Les chercheurs ont comparé les signaux électriques provenant des muscles du membre amputé avec ceux du membre intact et ont constaté que pour les patients atteints d’AMI, ils étaient très similaires. Ils ont également constaté que les patients ayant subi une amputation par AMI étaient capables de contrôler les muscles de leur membre amputé beaucoup plus précisément que les patients ayant subi une amputation traditionnelle. Les patients avec des amputations traditionnelles étaient plus susceptibles d’effectuer le même mouvement à plusieurs reprises dans leur membre amputé, quelle que soit la distance à laquelle on leur demandait de fléchir la cheville.
«La capacité des patients atteints d’IMA à contrôler ces muscles était beaucoup plus intuitive que ceux ayant subi des amputations typiques, ce qui était en grande partie lié à la façon dont leur cerveau traitait la façon dont le membre fantôme se déplaçait», dit Srinivasan.

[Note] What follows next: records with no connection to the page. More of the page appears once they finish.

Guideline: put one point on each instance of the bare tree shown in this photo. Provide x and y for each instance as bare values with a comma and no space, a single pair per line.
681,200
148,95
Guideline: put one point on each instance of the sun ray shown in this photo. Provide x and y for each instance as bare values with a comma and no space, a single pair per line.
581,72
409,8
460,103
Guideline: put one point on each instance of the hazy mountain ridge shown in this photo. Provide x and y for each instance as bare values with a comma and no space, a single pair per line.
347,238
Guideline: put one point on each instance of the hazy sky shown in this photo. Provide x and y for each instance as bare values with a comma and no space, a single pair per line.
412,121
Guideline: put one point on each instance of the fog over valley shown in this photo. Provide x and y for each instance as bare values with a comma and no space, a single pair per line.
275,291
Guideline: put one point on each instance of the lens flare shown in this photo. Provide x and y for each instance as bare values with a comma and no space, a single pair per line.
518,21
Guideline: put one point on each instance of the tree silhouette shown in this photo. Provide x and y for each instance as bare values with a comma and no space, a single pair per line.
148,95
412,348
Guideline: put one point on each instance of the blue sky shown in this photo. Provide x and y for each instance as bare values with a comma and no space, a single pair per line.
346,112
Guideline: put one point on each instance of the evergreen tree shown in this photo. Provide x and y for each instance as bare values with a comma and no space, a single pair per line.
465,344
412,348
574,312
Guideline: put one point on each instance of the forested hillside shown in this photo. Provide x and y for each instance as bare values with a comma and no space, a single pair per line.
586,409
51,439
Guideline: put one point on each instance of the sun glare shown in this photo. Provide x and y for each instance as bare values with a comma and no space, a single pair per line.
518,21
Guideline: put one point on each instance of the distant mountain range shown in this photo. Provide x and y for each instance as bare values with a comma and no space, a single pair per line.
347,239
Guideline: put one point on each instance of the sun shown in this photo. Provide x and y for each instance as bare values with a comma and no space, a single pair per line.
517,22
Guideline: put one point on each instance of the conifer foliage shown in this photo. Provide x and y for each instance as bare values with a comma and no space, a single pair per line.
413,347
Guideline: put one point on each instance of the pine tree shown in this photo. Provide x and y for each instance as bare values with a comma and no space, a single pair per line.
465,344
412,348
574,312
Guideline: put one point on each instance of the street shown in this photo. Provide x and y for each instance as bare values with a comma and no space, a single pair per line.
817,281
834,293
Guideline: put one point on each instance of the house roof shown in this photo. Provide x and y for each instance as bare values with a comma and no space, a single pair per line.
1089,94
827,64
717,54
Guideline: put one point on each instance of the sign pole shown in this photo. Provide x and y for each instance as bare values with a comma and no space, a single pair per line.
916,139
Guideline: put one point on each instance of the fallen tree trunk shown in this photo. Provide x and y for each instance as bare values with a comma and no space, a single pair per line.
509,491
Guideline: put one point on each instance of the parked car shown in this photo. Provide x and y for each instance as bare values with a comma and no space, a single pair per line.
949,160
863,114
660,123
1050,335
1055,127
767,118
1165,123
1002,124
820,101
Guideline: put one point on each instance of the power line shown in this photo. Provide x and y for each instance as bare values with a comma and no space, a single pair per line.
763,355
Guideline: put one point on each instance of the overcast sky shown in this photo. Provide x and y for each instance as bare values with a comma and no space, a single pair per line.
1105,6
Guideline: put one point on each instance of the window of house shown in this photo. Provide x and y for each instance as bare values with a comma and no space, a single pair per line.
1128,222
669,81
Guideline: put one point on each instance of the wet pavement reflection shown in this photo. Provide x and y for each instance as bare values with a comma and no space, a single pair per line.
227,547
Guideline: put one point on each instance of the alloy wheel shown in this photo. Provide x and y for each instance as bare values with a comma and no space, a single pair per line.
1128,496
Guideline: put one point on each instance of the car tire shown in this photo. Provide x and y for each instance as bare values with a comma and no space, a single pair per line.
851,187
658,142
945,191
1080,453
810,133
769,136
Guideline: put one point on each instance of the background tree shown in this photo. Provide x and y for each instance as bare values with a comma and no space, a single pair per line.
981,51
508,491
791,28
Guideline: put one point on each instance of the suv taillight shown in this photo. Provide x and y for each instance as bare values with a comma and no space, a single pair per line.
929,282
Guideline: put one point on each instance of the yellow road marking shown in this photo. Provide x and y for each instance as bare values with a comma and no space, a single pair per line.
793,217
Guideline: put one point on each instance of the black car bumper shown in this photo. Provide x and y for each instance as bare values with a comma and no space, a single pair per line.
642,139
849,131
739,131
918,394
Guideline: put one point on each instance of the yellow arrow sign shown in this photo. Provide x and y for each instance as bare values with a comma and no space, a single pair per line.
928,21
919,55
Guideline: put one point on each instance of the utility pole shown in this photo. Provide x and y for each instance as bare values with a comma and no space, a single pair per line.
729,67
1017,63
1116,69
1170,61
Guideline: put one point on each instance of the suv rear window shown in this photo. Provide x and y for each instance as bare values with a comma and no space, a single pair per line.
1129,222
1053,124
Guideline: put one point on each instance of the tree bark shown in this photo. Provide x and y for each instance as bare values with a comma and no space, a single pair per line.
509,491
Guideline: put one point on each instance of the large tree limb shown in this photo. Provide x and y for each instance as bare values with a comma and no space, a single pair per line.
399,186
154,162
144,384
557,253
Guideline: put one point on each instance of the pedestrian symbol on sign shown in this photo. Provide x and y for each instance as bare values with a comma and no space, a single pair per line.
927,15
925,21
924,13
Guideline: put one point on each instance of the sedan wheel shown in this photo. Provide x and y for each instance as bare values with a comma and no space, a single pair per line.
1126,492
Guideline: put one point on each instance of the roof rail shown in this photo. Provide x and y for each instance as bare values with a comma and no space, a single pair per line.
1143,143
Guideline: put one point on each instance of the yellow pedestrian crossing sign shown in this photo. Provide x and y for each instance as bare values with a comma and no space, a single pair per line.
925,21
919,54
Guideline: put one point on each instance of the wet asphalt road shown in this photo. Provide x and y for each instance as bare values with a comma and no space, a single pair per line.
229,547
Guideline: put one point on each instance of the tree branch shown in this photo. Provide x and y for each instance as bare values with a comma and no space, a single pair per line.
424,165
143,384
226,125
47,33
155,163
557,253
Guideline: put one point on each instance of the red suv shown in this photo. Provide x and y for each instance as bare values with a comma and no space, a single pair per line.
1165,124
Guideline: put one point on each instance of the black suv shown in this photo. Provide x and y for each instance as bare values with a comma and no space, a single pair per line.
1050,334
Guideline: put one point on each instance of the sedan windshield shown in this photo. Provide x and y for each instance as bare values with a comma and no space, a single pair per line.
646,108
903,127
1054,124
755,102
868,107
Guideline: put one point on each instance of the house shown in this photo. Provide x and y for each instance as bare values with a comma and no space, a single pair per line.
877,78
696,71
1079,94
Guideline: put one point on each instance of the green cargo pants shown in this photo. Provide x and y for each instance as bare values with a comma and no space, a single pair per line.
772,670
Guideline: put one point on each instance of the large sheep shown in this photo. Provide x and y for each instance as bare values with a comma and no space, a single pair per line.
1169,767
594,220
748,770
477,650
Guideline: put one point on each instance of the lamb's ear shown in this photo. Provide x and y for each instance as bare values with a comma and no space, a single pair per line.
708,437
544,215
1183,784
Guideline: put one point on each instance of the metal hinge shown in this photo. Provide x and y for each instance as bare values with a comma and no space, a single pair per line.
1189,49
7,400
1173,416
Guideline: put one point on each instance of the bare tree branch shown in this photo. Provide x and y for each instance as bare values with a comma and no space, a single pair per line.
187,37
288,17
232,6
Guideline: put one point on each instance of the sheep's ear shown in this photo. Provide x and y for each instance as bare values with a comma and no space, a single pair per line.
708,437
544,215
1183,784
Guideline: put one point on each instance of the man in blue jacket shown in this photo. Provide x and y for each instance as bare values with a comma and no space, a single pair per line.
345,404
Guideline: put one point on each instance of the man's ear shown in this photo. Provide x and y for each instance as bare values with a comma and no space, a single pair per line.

Dans un article paru récemment dans Science Translational Medicine, les chercheurs ont rapporté que les scanners cérébraux des amputés AMI montraient qu’ils recevaient plus de rétroaction sensorielle de leurs muscles résiduels que les patients ayant des amputations traditionnelles. Dans le cadre de travaux actuellement en cours, les chercheurs mesurent si cette capacité se traduit par un meilleur contrôle d’une jambe prothétique en marchant.
Liberté de mouvement
Les chercheurs ont également découvert un effet qu’ils n’avaient pas anticipé: les patients atteints d’IMA ont rapporté beaucoup moins de douleur et une plus grande sensation de liberté de mouvement dans leurs membres amputés.
«Notre étude n’a pas été spécifiquement conçue pour atteindre cet objectif, mais c’était un sentiment que nos sujets ont exprimé à maintes reprises. Ils avaient une sensation beaucoup plus grande de ce que leur pied ressentait réellement et comment il se déplaçait dans l’espace», explique Srinivasan. « Il est devenu de plus en plus évident que la restauration des muscles à leur physiologie normale avait des avantages non seulement pour le contrôle prothétique, mais aussi pour leur bien-être mental au quotidien. »
L’équipe de recherche a également développé une version modifiée de la chirurgie qui peut être pratiquée sur des personnes ayant déjà subi une amputation traditionnelle. Ce processus, qu’ils appellent «AMI régénératrice», consiste à greffer de petits segments musculaires pour servir de muscles agonistes et antagonistes pour une articulation amputée. Ils travaillent également au développement de la procédure AMI pour d’autres types d’amputations, y compris au-dessus du genou et au-dessus et au-dessous du coude.
«Nous apprenons que cette technique de recâblage du membre, et d’utiliser des pièces de rechange pour reconstruire ce membre, fonctionne et qu’elle s’applique à diverses parties du corps», dit Herr.
La recherche a été financée par le MIT Media Lab Consortia, l’Institut national de la santé infantile et du développement humain, le Centre national de recherche sur la réadaptation médicale et les programmes de recherche médicale dirigés par le Congrès du ministère américain de la Défense.